Supreme Court rules private poker tournaments illegal
Poker is a game of chance and luck and privatly owned tournaments can therefore not legally be played in Denmark, according to a majority rule of the Denmark Supreme Court. Meaning that only state organisations with a may legally offer poker games to the public.
The Supreme court therefore upheld the ruling of the country’s Eastern High Court, finding Frederik Hostrup Pedersen, the head of the DPF (Danish Poker Federation), guilty on arranging gambling events around the country.

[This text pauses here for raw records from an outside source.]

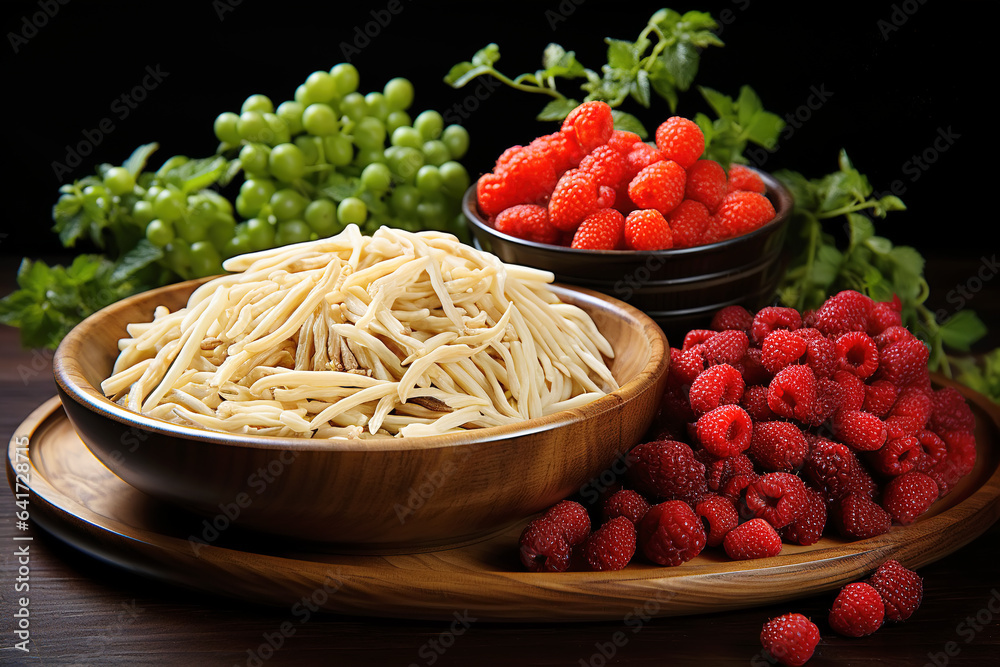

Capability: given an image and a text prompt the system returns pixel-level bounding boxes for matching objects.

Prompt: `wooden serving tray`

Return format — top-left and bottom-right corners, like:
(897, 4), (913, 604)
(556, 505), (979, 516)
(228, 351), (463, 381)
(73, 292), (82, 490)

(8, 378), (1000, 622)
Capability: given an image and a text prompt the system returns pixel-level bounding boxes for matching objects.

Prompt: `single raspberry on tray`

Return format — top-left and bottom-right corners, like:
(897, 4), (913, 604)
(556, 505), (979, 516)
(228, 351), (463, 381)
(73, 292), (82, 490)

(583, 516), (637, 571)
(723, 517), (782, 560)
(760, 613), (821, 667)
(881, 471), (939, 525)
(628, 160), (687, 216)
(548, 168), (600, 232)
(561, 100), (615, 153)
(694, 493), (739, 547)
(726, 163), (767, 194)
(570, 208), (625, 250)
(626, 439), (708, 505)
(637, 500), (707, 566)
(624, 208), (673, 250)
(685, 158), (728, 212)
(868, 559), (923, 621)
(714, 190), (775, 236)
(745, 472), (810, 529)
(494, 204), (560, 244)
(518, 517), (572, 572)
(829, 582), (885, 637)
(542, 499), (591, 547)
(654, 116), (705, 169)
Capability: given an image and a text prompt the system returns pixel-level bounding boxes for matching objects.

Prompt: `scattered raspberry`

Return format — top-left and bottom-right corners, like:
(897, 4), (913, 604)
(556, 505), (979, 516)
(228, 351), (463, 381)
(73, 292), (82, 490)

(696, 404), (754, 457)
(714, 190), (776, 235)
(579, 144), (627, 188)
(745, 472), (810, 528)
(667, 199), (712, 248)
(781, 488), (827, 546)
(760, 613), (821, 667)
(628, 160), (687, 216)
(723, 517), (782, 560)
(832, 494), (891, 539)
(726, 163), (767, 194)
(548, 169), (599, 232)
(694, 494), (739, 547)
(832, 409), (887, 452)
(703, 329), (750, 366)
(864, 380), (900, 418)
(494, 204), (561, 244)
(836, 331), (880, 379)
(751, 307), (802, 345)
(561, 100), (615, 153)
(711, 305), (754, 332)
(750, 421), (809, 472)
(868, 559), (923, 621)
(684, 159), (728, 211)
(518, 517), (571, 572)
(761, 329), (808, 374)
(583, 516), (637, 571)
(882, 471), (938, 525)
(654, 116), (705, 168)
(637, 500), (707, 566)
(624, 208), (673, 250)
(570, 208), (625, 250)
(603, 489), (651, 525)
(767, 365), (818, 422)
(543, 500), (591, 547)
(813, 290), (873, 337)
(929, 387), (976, 433)
(829, 582), (885, 637)
(626, 440), (708, 504)
(689, 363), (745, 415)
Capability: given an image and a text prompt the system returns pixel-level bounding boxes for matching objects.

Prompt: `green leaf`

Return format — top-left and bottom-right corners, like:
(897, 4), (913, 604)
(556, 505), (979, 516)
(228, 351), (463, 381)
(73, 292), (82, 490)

(699, 86), (735, 119)
(443, 61), (478, 87)
(605, 38), (639, 70)
(659, 42), (700, 92)
(847, 214), (875, 248)
(610, 110), (648, 138)
(939, 311), (988, 351)
(109, 239), (164, 284)
(631, 69), (651, 107)
(122, 143), (159, 178)
(471, 43), (501, 67)
(536, 98), (580, 122)
(540, 44), (587, 79)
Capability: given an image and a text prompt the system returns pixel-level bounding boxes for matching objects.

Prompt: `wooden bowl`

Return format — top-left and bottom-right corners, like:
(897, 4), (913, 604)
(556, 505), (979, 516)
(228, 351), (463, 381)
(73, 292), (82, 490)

(52, 278), (669, 552)
(464, 168), (794, 342)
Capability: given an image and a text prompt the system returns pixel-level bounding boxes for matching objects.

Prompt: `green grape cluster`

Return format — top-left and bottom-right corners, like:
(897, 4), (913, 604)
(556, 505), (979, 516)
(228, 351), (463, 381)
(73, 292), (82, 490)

(213, 63), (472, 249)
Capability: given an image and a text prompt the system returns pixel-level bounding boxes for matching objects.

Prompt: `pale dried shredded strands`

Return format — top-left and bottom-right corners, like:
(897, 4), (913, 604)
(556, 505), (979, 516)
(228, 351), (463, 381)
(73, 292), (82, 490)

(101, 225), (618, 439)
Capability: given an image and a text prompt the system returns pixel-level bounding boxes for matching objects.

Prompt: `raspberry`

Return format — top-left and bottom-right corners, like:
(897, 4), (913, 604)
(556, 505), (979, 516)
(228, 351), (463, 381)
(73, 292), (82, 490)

(654, 116), (705, 168)
(624, 142), (663, 180)
(637, 500), (707, 566)
(809, 378), (844, 427)
(804, 439), (874, 505)
(761, 329), (808, 374)
(745, 471), (810, 528)
(596, 184), (616, 209)
(929, 387), (976, 433)
(874, 325), (916, 350)
(882, 471), (938, 525)
(913, 430), (947, 474)
(494, 204), (561, 244)
(832, 494), (891, 539)
(714, 190), (776, 235)
(668, 346), (706, 386)
(703, 329), (750, 366)
(583, 516), (636, 571)
(607, 129), (642, 155)
(528, 131), (585, 173)
(889, 386), (933, 429)
(750, 421), (809, 472)
(696, 404), (753, 457)
(695, 494), (739, 547)
(476, 172), (520, 217)
(518, 517), (571, 572)
(834, 370), (866, 412)
(628, 160), (687, 216)
(683, 329), (716, 349)
(667, 199), (711, 248)
(548, 168), (599, 231)
(702, 451), (755, 493)
(493, 145), (558, 203)
(760, 613), (821, 667)
(832, 409), (887, 451)
(814, 290), (873, 337)
(570, 208), (625, 250)
(767, 365), (818, 422)
(741, 347), (772, 385)
(926, 430), (977, 496)
(543, 500), (591, 547)
(624, 208), (673, 250)
(726, 163), (767, 194)
(835, 331), (880, 379)
(723, 518), (782, 560)
(711, 304), (754, 332)
(720, 471), (759, 507)
(689, 363), (745, 415)
(867, 298), (904, 336)
(867, 436), (921, 476)
(742, 384), (777, 421)
(829, 582), (885, 637)
(751, 307), (802, 345)
(781, 488), (828, 546)
(684, 159), (728, 212)
(602, 489), (651, 525)
(804, 335), (838, 378)
(868, 559), (923, 621)
(579, 144), (627, 188)
(561, 100), (615, 153)
(864, 380), (900, 418)
(626, 440), (708, 504)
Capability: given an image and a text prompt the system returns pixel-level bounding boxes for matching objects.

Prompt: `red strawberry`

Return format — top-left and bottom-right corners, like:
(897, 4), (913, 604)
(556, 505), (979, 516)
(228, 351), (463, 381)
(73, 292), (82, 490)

(637, 500), (707, 566)
(715, 190), (775, 236)
(726, 163), (767, 193)
(829, 582), (885, 637)
(528, 131), (585, 173)
(494, 204), (560, 244)
(667, 199), (711, 248)
(476, 172), (519, 217)
(571, 208), (625, 250)
(685, 159), (728, 212)
(868, 559), (923, 621)
(628, 160), (687, 216)
(583, 516), (636, 571)
(548, 168), (599, 231)
(654, 116), (705, 169)
(624, 208), (673, 250)
(579, 144), (627, 188)
(561, 100), (615, 153)
(760, 613), (821, 667)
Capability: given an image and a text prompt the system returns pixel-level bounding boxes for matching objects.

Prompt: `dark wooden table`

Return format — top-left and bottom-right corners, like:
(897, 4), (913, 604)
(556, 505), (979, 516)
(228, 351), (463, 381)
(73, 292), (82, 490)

(1, 255), (998, 666)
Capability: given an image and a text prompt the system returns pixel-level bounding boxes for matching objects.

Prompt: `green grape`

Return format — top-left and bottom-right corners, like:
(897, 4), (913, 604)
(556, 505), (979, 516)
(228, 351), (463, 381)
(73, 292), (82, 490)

(390, 184), (420, 215)
(153, 188), (185, 222)
(197, 189), (234, 216)
(246, 217), (276, 250)
(294, 135), (322, 166)
(364, 92), (389, 121)
(439, 161), (471, 198)
(270, 188), (309, 221)
(441, 124), (470, 159)
(82, 184), (110, 212)
(304, 198), (339, 236)
(237, 110), (269, 142)
(386, 147), (424, 181)
(164, 240), (192, 278)
(302, 103), (339, 136)
(413, 110), (444, 141)
(145, 219), (174, 247)
(415, 165), (443, 196)
(337, 197), (367, 225)
(268, 143), (306, 182)
(56, 193), (81, 217)
(214, 111), (241, 144)
(330, 63), (360, 96)
(239, 178), (277, 215)
(275, 101), (305, 136)
(102, 166), (135, 195)
(190, 240), (223, 277)
(383, 77), (414, 111)
(353, 116), (386, 150)
(144, 185), (164, 202)
(241, 94), (274, 114)
(224, 234), (253, 259)
(239, 143), (271, 174)
(207, 215), (237, 251)
(294, 84), (315, 106)
(275, 220), (311, 246)
(174, 215), (210, 244)
(390, 126), (422, 149)
(386, 110), (411, 135)
(360, 162), (392, 193)
(354, 148), (385, 168)
(421, 140), (450, 167)
(132, 199), (155, 226)
(263, 112), (291, 145)
(304, 70), (337, 103)
(339, 92), (367, 122)
(417, 198), (448, 230)
(395, 217), (421, 232)
(323, 135), (353, 166)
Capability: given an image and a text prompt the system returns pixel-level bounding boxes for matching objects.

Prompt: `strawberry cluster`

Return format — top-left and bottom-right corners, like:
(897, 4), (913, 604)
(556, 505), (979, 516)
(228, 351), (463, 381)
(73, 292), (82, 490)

(477, 101), (776, 251)
(517, 289), (978, 573)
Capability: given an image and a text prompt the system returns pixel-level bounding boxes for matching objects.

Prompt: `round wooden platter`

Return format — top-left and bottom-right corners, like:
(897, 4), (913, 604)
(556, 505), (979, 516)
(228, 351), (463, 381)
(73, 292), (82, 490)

(8, 377), (1000, 623)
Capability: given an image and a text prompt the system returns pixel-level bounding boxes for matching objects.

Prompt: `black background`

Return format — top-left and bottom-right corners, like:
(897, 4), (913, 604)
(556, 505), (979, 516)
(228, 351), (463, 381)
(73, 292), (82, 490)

(0, 0), (991, 259)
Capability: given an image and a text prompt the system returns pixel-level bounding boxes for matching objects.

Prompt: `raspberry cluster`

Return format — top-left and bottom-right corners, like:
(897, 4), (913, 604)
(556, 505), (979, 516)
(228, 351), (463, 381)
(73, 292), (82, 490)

(517, 290), (978, 573)
(477, 101), (776, 251)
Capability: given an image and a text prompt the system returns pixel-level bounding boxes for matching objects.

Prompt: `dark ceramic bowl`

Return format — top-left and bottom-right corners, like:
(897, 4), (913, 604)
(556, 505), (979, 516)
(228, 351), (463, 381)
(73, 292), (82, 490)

(464, 169), (794, 341)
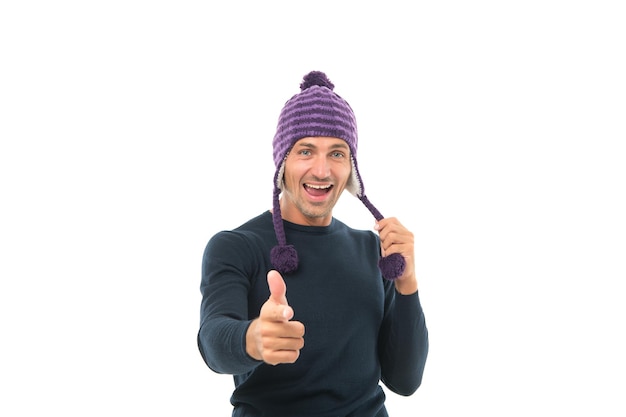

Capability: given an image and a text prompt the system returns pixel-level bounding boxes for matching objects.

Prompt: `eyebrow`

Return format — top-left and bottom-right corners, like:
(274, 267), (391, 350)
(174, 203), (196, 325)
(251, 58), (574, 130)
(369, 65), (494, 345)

(295, 141), (349, 150)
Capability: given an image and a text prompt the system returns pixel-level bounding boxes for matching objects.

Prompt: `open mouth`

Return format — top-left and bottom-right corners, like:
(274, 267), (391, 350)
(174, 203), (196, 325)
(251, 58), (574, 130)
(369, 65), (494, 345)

(304, 183), (333, 197)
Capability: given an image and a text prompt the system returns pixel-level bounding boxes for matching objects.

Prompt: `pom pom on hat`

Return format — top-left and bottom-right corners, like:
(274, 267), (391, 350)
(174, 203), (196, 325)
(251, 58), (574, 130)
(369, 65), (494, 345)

(270, 244), (299, 275)
(270, 70), (406, 280)
(300, 71), (335, 91)
(379, 253), (406, 281)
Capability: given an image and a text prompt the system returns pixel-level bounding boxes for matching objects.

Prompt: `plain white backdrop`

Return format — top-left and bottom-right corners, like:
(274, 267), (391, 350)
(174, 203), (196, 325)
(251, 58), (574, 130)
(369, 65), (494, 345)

(1, 1), (625, 416)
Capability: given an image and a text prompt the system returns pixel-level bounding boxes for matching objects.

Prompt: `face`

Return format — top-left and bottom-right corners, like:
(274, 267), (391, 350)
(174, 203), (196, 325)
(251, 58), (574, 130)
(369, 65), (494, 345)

(280, 136), (352, 226)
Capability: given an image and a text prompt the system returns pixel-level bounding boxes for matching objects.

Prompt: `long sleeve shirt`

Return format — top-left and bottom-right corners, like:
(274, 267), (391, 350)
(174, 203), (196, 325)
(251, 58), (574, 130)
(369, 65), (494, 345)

(198, 211), (428, 417)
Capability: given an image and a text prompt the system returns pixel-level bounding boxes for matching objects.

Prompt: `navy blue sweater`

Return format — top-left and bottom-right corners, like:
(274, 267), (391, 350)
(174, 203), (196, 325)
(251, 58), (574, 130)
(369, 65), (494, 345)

(198, 211), (428, 416)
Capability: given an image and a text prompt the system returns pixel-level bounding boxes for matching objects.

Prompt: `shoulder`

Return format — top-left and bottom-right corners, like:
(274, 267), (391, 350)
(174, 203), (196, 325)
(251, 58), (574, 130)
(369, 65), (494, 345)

(234, 211), (272, 230)
(205, 211), (274, 255)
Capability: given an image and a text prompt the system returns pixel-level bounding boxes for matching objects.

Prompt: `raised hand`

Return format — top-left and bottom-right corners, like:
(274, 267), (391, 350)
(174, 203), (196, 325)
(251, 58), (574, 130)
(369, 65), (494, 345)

(375, 217), (418, 295)
(246, 270), (305, 365)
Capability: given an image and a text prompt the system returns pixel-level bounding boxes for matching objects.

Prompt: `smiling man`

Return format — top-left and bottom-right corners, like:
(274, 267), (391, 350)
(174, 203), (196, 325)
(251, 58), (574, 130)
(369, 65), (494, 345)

(280, 137), (351, 224)
(198, 71), (429, 417)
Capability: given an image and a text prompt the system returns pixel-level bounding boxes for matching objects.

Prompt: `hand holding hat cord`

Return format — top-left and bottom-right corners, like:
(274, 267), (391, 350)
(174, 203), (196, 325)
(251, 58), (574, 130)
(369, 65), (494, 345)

(359, 195), (407, 280)
(270, 71), (406, 280)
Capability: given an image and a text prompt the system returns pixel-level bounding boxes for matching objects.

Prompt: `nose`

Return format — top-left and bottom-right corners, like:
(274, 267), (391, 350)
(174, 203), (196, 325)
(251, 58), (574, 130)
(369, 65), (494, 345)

(311, 155), (331, 179)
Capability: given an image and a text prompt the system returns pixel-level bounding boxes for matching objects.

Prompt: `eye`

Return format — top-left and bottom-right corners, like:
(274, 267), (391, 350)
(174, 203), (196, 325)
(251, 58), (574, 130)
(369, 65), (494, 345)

(298, 149), (312, 156)
(331, 151), (345, 158)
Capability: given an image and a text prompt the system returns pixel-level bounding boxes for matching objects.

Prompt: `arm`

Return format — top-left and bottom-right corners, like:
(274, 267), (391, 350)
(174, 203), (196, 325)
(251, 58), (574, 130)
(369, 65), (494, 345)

(197, 233), (305, 374)
(378, 288), (429, 395)
(197, 232), (262, 375)
(376, 217), (429, 394)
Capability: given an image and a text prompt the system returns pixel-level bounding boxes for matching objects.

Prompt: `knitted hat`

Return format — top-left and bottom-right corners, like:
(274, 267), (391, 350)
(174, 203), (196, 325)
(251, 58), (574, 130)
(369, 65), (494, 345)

(270, 70), (405, 281)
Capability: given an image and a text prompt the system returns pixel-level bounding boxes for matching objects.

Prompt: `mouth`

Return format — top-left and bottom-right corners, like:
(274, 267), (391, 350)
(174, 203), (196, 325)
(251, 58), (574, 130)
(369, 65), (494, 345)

(303, 183), (333, 197)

The Eastern High Court over-turned the initial ruling by Copenhagen’s city court in favour of the poker federation allowing tournaments to be played there, handing down a 5,000 kroner fine to Hostrup Pedersen. However, after a majority of the Supreme Court justices found him guilty, all agreed to dismiss the fine that was handed, saying that the city court rule put the illegality of poker tournaments in doubt.
The city court rulings allowing privatly owned poker tournaments stemmed from June 2007. The subsequent High Court reversal of that decision in December of the same year affected around 500,000 residents who regularly played many poker in tournaments.
“It’s an unfortunate rule because we wanted to show Danes that poker is truly is a thinking man’s sport compaed to the game of chess or backgammon,” said Hostrup Pedersen.
But a new proposal from the Conservative Party is seeking to make private poker tournaments legal once more. As long as the maximum entrance fee to a tournament is 300 kroner.
“You should be allowed to have a fun evening with your friends at a privately held poker tournament without feeling like a run amock criminal,” exclaimed Tom Behnke, the party’s political affairs spokesman. “The alternative today is that people who want to play are forced to go to a casino or log on to an online casino.”
In the last few days, a united Poker public group in the state of Israel, has filed a discussion on the Supreme court about how poker is 'a man’s thinking sport', and can be considered legal in any form. The court has not yet given it’s vertdict, but from the look of it, it might have the same fate as in Denemark.
Most people has the assumption that Poker is indeed a gambling game (luck game) and has nothing to do with Sport or ‘Thinking Game’ and therefore the majority is favored for the negative sides of that game.